Whenever you have source code open in Xcode, you can click any word with the command key held down to be brought to its definition. I.e. if you’re calling a function and want to know what it does, or what its parameters were again, command-double-click and you’re there. This also works for system commands, and sometimes their headers even contain useful comments. If you do the same on a definition, you will be brought to its declaration instead, which is handy when you need to keep declaration and definition in sync after changing one of them.

A help popup that you get using option-double-click

There’s another neat trick for system commands: Hold down the option key while clicking instead of the command key, and your cursor will turn into a question mark and Xcode will open a small documentation popup reminding you of what this command, function or constant is for. Click the link next to the Reference heading to bring up more information in the Documentation Organizer (available from the Help menu under Documentation and API Refeence). And click the name of the header next to Declared to show the file containing this item.

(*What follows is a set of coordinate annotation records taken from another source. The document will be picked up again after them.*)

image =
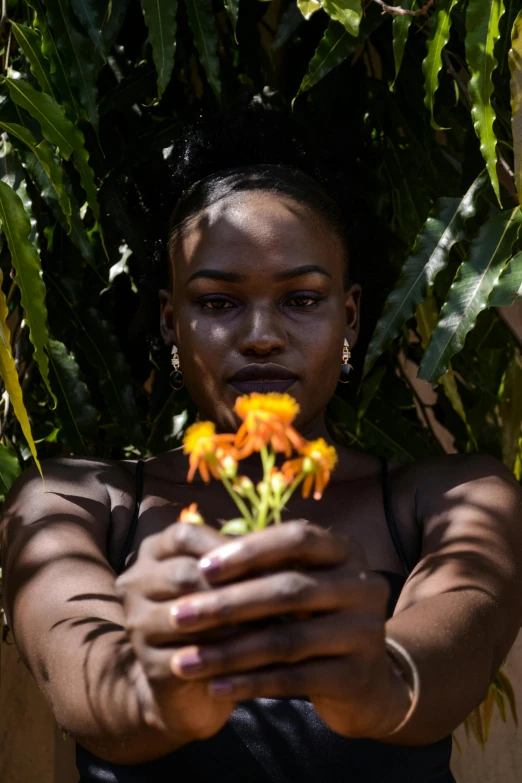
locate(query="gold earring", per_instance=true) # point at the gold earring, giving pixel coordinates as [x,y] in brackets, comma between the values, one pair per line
[346,367]
[176,377]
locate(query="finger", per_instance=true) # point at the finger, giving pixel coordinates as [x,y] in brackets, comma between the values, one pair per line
[173,578]
[288,642]
[291,543]
[310,678]
[278,594]
[181,538]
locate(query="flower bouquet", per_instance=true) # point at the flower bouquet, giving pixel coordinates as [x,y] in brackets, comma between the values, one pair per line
[267,429]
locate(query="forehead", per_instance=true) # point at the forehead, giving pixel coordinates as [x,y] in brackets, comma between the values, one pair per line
[256,229]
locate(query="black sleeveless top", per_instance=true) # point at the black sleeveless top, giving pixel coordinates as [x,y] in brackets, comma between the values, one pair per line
[282,740]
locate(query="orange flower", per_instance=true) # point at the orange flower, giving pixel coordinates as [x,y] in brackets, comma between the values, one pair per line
[317,462]
[267,420]
[191,515]
[208,451]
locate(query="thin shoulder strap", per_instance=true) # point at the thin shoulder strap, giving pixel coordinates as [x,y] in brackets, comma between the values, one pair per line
[138,495]
[390,516]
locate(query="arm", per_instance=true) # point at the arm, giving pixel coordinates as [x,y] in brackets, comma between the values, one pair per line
[458,614]
[69,623]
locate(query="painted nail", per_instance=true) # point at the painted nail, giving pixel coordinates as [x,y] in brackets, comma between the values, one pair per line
[221,687]
[211,566]
[187,614]
[190,662]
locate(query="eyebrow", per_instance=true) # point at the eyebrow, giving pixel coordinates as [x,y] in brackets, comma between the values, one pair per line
[235,277]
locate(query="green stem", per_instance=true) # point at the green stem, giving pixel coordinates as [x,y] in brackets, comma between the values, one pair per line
[238,501]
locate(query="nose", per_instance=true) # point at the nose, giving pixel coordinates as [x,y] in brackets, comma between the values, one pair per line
[261,333]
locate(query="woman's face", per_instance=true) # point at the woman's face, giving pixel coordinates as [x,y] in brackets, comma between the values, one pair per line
[259,304]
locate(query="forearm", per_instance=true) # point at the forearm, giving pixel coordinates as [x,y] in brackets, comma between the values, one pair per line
[456,642]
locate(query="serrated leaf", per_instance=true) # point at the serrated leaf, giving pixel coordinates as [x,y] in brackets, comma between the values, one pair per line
[74,227]
[335,46]
[509,286]
[445,226]
[9,469]
[45,155]
[431,66]
[76,53]
[9,376]
[101,347]
[510,408]
[202,23]
[308,7]
[347,12]
[469,294]
[482,32]
[88,15]
[506,686]
[26,262]
[160,18]
[58,130]
[59,73]
[515,67]
[291,19]
[30,42]
[487,707]
[75,413]
[400,28]
[232,8]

Sometimes, the header here is not the same as you would include. That is because a header can include other headers. In the screenshot above, printf(), which I told you lived in stdio.h is said to be in libkern.h. This simply means that the Apple developers thought it would be a bit tidier to break out printf into its own header. However, stdio.h is the official spot where it must be available (either directly or indirectly) on every computer that understands C, so you should not rely on it being in libkern.h. They might even move printf back, or rename libkern.h to printfstuff.h or whatever.

After navigating through code like this for a while, you will probably find yourself looking at Apple’s headers a lot, and you’ll likely even remember what commands were in what header. In that case, you can use the “Open Quickly” menu item to quickly jump to a particular header, either by selecting the header file’s name in a #include statement, or by selecting nothing and then typing in the header name.

Another nice feature is the search field in the lower left of the project window, which lets you search for a particular file in the Project Navigator (or also in whatever Navigator you currently have showing in the left of your window). This is handy especially for huge, collaborative projects where you may not remember the exact file name.

What else Xcode can do for You

Xcode also has contextual menus with nice features. For example, you can hide the types of variables in the Debug Area’s variable list, click in the text and show where the current file is in the Project Navigator’s list of files, or show a file in the Finder that you have in your project. You can also tell Xcode to split its window into the main text editor and a second Assistant Editor (just option-click on the second file), and even set that editor up so it shows the header file that goes with the source file you’re currently editing, or even split the editor into more than two editors.

And finally, Xcode has a “Preferences…” menu item where you can choose some more tasteful colours for syntax coloring (if you ask me, comments should stand out, so make them red!), and activate lots of other nice features.